When dealing with simple number multiplication, I actively try to use $\cdot$ instead of $\times$. Take the following example:
3 $\times$ 4
as opposed to:
3 $\cdot$ 4
They give the same result. However it's easier to use $\cdot$, so I don't get x and $\times$ confused. When I asked my high school teacher, she said that I couldn't do this; to which I said: Why? She said that $\cdot$ should only be used for vectors, but isn't 3 just a 1D vector?
Should I stick with using $\cdot$ or switch to $\times$?

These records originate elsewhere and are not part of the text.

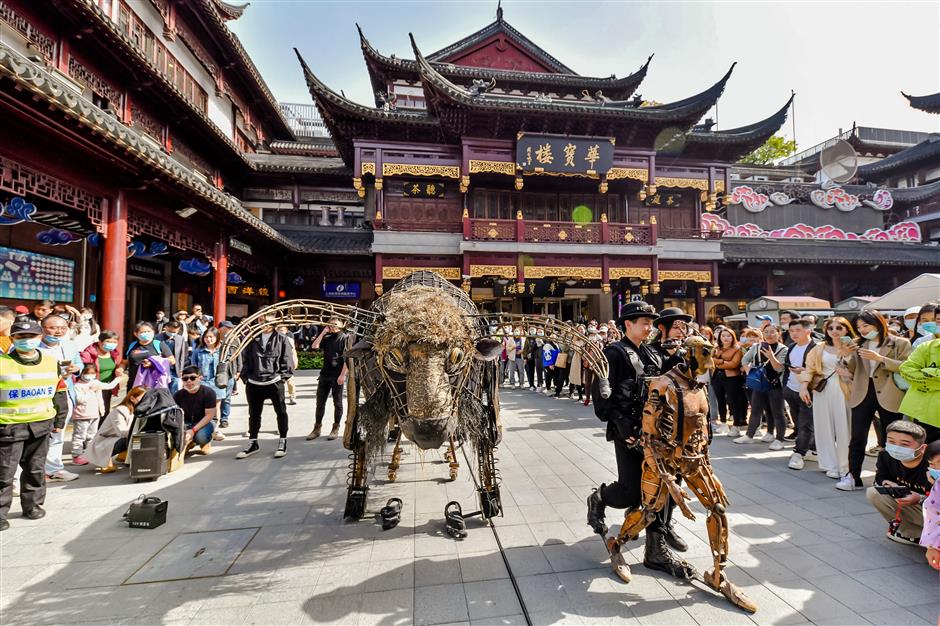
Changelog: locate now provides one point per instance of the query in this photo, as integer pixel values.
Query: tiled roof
(929, 103)
(925, 152)
(328, 240)
(828, 252)
(501, 26)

The comments have addressed the notational issues, but I will discuss a comment you made.
No.
$3$ is a scalar unless we define a 1-D vector space over the reals. There are some issues with considering every scalar a de facto 1D vector.
For instance, scalar-matrix multiplication is well defined, e.g. $3\begin{pmatrix} 1 & 0 \\ 0 & 1\end{pmatrix} = \begin{pmatrix} 3 & 0 \\ 0 & 3\end{pmatrix}$. If $3$ were a vector, we'd have a $1\times 1$ vector multiplying a $2\times 2$ matrix. This does not suit our definition of matrix-vector multiplication.

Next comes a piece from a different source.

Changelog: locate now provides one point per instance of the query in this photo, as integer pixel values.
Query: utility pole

Another issue is the use of $\cdot$ and $\times$ in vector algebra. Strictly speaking, vectors do not get multiplied together. Vectors can be added together, and they can also be multiplied by scalars, viz.
$$\mathbf{u}+\mathbf{v} = \begin{pmatrix} u_1 + v_1 \\ u_2 + v_2 \\ \vdots \\ u_n+v_n \end{pmatrix}, \\ \alpha \mathbf{v} = \begin{pmatrix} \alpha v_1 \\ \alpha v_2 \\ \vdots \\ \alpha v_n \end{pmatrix}.$$
In vector algebra, $\cdot$ denotes the dot product or inner product between vectors, and if the vectors are 3-D or 7-D, $\times$ denotes the cross product. These are not multiplications in the conventional sense.
Namely, $(\cdot) : V \times V \to \mathbb{F}$, that is, the dot product maps two vectors from a vector space $V$ to a scalar in its underlying field $\mathbb{F}$, and $(\times) : V \times V \to V$, so the cross product maps two vectors in $V$ to another vector in $V$. These operations don't have inverses per se... there is no "dot division" or "cross division."
The familiar notation gets overloaded as we encounter more complex structures. Therefore, it is important to understand the context of what you're writing/reading.
For this reason, the teacher is not wrong to insist on a common notational style.